Je vais ainsi, partageant mon histoire, de palmeraie en campement, de dunes en oasis, de crépuscule en aurore, avec des nomades qui m’accueillent à bras ouverts et qui mettent tout en œuvre pour que je sois bien.

mercredi 17 juin 2009

Les yeux à peine ouverts, je sens la présence des enfants hors de la tente. Ils se tiennent à distance. La galette cuit. Je range mes affaires et partage le pain avec eux.
Ces nomades sont une partie du monde, oubliés de tous, même de Dieu.
Comment vivre dans de tels lieux inhospitaliers, qui ne donnent rien ? Comment vivre ici ? Aucun espoir à mille lieux à la ronde ; aucun espoir si ce n’est la survie tout simplement.
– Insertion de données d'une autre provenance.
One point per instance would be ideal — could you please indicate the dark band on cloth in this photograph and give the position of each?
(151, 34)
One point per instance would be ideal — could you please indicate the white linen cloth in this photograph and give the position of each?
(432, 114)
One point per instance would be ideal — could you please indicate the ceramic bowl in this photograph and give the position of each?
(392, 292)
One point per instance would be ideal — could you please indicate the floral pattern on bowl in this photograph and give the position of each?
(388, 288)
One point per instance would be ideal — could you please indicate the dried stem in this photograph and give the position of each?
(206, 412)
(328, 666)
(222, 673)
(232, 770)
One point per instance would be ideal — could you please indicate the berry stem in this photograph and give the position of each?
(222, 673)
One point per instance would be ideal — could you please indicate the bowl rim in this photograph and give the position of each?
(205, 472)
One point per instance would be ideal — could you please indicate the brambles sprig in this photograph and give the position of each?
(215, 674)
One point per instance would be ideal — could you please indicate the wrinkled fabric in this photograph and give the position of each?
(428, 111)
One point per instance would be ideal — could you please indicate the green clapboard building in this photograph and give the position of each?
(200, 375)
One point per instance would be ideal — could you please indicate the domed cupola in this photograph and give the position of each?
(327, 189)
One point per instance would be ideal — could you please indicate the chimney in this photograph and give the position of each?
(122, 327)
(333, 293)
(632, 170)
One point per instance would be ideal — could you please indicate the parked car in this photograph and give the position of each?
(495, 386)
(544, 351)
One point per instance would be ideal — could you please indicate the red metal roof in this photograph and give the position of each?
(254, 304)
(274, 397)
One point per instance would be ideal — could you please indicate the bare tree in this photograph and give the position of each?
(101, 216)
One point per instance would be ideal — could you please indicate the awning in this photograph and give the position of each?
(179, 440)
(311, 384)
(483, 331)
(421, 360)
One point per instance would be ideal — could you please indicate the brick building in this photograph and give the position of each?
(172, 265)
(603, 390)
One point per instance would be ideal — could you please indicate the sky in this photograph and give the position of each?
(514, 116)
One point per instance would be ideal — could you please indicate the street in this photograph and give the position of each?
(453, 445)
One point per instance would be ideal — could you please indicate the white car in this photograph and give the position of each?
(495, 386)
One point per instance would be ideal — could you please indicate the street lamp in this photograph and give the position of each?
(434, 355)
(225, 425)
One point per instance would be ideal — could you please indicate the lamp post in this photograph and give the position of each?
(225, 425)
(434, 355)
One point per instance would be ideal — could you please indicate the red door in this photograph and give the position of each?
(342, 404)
Avant de partir, je salue l’hôte qui nous a si gentiment reçus et règle notre nuitée. Je me retourne sur des enfants en haillons qui me font de grands signes en souriant. Je me retourne sur un désert que j’apprends à aimer. Je me retourne sur le néant, le froid des pierres et le regard des femmes sous les tentes. Je n’oublierai jamais cette traversée qui laisse en moi les séquelles d’une marche maudite avant la rédemption. Je suis heureuse d’avoir vécu ces moments de rejet parce que maintenant, je sais … Je sais la dimension humaine d’un village de pierres où le rien est roi ; je sais que du rien jaillit la renaissance ; je sais qu’il faut traverser les affres et l’incommodité de tels lieux. Je sais que l’on doit aller au bout de ses attentes pour être récompensé, et qu’il faut faire confiance au miroir de la vie, de sa vie.
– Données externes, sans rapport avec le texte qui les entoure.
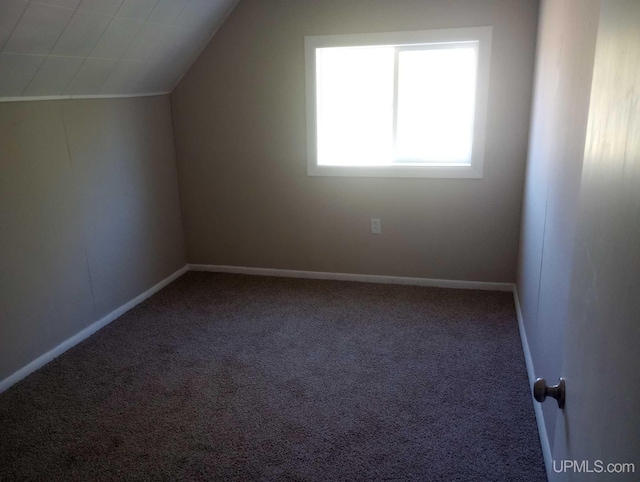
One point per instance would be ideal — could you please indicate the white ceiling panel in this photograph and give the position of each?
(53, 76)
(159, 77)
(90, 77)
(166, 11)
(125, 78)
(139, 9)
(61, 3)
(116, 38)
(38, 29)
(101, 47)
(106, 7)
(81, 35)
(146, 42)
(10, 13)
(202, 14)
(17, 72)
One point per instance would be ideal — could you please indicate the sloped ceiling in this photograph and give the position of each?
(59, 48)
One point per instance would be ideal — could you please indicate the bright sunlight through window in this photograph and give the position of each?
(409, 104)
Malgré tout, contradiction en moi : « rien » synonyme de pauvreté ou « rien » symbole de plénitude intérieure ? Je suis au milieu de la misère, et c’est là que je me reconstruis sur des pierres informes et froides. Je touche du bout des doigts l’âpreté de tels lieux, et du bout du cœur, je palpe une vérité de vie, nichée là, qui ne demande qu’à germer en moi puisque je suis devenue pauvre de possession. Je me regarde et ne me vois plus : qu’ai-je encore à moi, si ce n’est juste un bol pour manger, un duvet pour dormir, les mêmes vêtements jour après jour, et rien de superflu dans la nourriture …
Je suis sans apprêt, sans rien qui m’appartienne vraiment.
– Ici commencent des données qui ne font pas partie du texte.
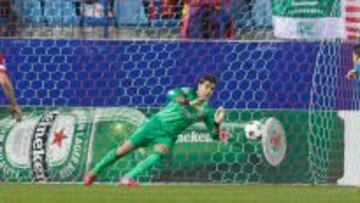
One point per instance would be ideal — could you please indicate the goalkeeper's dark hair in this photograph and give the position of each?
(356, 50)
(210, 78)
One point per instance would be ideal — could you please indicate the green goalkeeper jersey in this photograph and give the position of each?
(176, 117)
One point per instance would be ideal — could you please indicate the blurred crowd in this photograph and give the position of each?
(195, 18)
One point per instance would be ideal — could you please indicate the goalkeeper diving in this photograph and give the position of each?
(186, 106)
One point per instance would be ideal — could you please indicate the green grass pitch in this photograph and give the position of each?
(67, 193)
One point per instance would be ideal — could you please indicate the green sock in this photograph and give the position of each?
(107, 160)
(144, 164)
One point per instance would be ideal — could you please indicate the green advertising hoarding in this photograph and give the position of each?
(61, 144)
(313, 19)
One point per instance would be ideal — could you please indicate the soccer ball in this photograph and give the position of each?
(253, 130)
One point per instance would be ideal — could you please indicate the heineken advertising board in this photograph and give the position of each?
(313, 19)
(61, 144)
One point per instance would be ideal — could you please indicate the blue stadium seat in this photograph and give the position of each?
(130, 13)
(30, 12)
(60, 13)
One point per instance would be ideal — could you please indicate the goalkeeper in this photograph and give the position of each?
(355, 71)
(186, 107)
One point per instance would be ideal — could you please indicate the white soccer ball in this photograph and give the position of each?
(253, 130)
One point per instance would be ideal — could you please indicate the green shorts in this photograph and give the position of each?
(150, 134)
Lorsque je pose la tête pour dormir, au creux de mes bras pour unique oreiller, que j’entends le souffle régulier de Sidi et Lella, je sais ce que le mot « rien » peut signifier. Je n’ai que le strict minimum pour faire face aux aléas de la météo, pour assurer une toilette très succincte, et … c’est tout. Ma brosse ne peigne plus depuis longtemps les cheveux emmêlés et remplis de sable ; je n’ai que les mains pour toucher le visage car le miroir de poche est relégué au fond de ma trousse, inutile et vain. L’image de moi est intérieure ; c’est celle que j’offre à ceux qui m’entourent. Voilà ce « rien » que je suis venue chercher tout au fond de moi, tout au bout des sables, et qui m’emplit toute. Ma seule possession, ce sont mes mains qui se tendent vers moi ; c’est mon propre regard sur moi ; c’est mon corps à l’écoute de mes propres pas… Il n’y a rien … rien que moi avec moi. Je dois me contenter de ma seule compagnie ; autant dire qu’il faut s’annihiler pour avancer avec soi-même, pour discuter de longues heures solitaires avec soi-même, pour trouver chaque jour un sujet de conversation intéressant, non pas un monologue, mais un vrai dialogue entre sa pensée et les réponses glanées dans le sable et le soleil. Le vent se moque parfois de moi quand il me ressasse sans arrêt cette phrase : « tu voulais goûter au rien ; eh ! bien, le voilà : il est devant toi, derrière toi, autour de toi, en toi ». Le vent se fait grave quand il me dit : « remplis-toi de lui ; fais-le tien. Et si ce rien te parle, alors écoute-le, car il est sagesse et connaissance. Ecoute attentivement le silence du rien ; tends l’oreille et même si tu crois que tout est muet, tu te trompes et tu le sais. Il te faut être encore plus en osmose avec le rien pour en percevoir toute sa richesse. Ne te décourages pas ; ne te détournes pas de lui et si tu peines sur ses rives, c’est que ce silence là se mérite et s’obtient par abnégation de toi, par oubli de toi. Tu n’es pas allée assez loin dans le dépouillement et c’est pour cela que tu te heurtes à son mutisme ; déshabilles-toi encore plus ; sois simplement nudité pour avancer sur sa route et lui te vêtira de compréhension et de richesse ».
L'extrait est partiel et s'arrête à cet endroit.